One week from tonight the 1960 primary trail will be at an end. The voters in Maryland and Oregon -- the only two remaining contested Presidential primaries -- will add their voices to those of New Hampshire, Wisconsin, Pennsylvania, Massachusetts, Indiana, Nebraska and West Virginia.
Whatever their outcome, it is already clear that two basic facts will emerge from the 1960 primary picture:
First, it is clear that primaries are a valuable essential part of the nominating process. Some candidates may stay out -- some delegates may ignore them -- some leaders or writers may consider them unimportant -- but it is clear now that they help educate the nation, the party and the candidates.
No candidate -- who has never been down a West Virginia coal mine -- who has never talked to a family living on surplus food -- or who has never seen first-hand the conditions which grip some parts of that state-- can appreciate fully the action which the next President must take, and take promptly. A primary tests the candidates -- tests their records, their appeal, their approach -- it highlights issues for the campaign -- it even brings problems to the attention of the incumbent President.
The primary is the ordinary voter’s chance -- to speak his own mind, to cast his own vote -- regardless of what he may be told to do by some other self-appointed spokesman for his Party, city, church, union or other organization. These primaries have not been mere hand-shaking contests. They have interested the voters in their Party and in the issues -- and they have shown once again why, for the past 50 years, no President has been elected from either party without entering and winning at least one contested primary. No convention has ever nominated a man who avoided the primaries and elected that man President. And the 1960 Democratic Convention at Los Angeles is going to be no exception.
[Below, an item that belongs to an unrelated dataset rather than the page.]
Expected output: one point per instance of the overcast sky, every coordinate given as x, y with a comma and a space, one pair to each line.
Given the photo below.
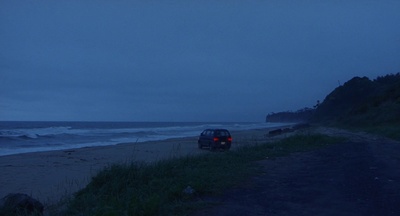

Secondly, it is clear from these primaries that the people want a change. In New Hampshire more Democratic votes were cast than ever before in the history of that state’s primary. In Wisconsin the Democratic vote more than doubled the Republican total. In Massachusetts it was nearly double. In Pennsylvania more Democrats took the trouble to write in a candidate’s name than ever before in history. In Nebraska more Democrats voted in the Presidential Primary than at any time since 1940 and F.D.R. In Indiana we broke the all-time record for a Democratic vote, reducing the Republicans to the lowest proportion they have ever had in that state. And in West Virginia, the Democrats went to the polls in record numbers.
These records are not the work of any one man or the result of any one issue. Nor are they merely a tribute to our Party. They reflect instead a growing dissatisfaction with things as they are -- they reflect a cry for leadership in Washington. They reflect the dismay of Wisconsin farmers whose income has declined 20% under the Eisenhower-Nixon Administration. They reflect the plea of one-quarter of a million West Virginians who are dependent on government food hand-outs -- $20 a year worth of surplus flour, rice and cornmeal, with some dried eggs, milk and lard for special occasions. The steelworker in Indiana, the coal miner in Pennsylvania, the rancher in Nebraska, voters all over the nation have demonstrated in one primary after another their desire for a change -- and that change is to a Democratic Administration.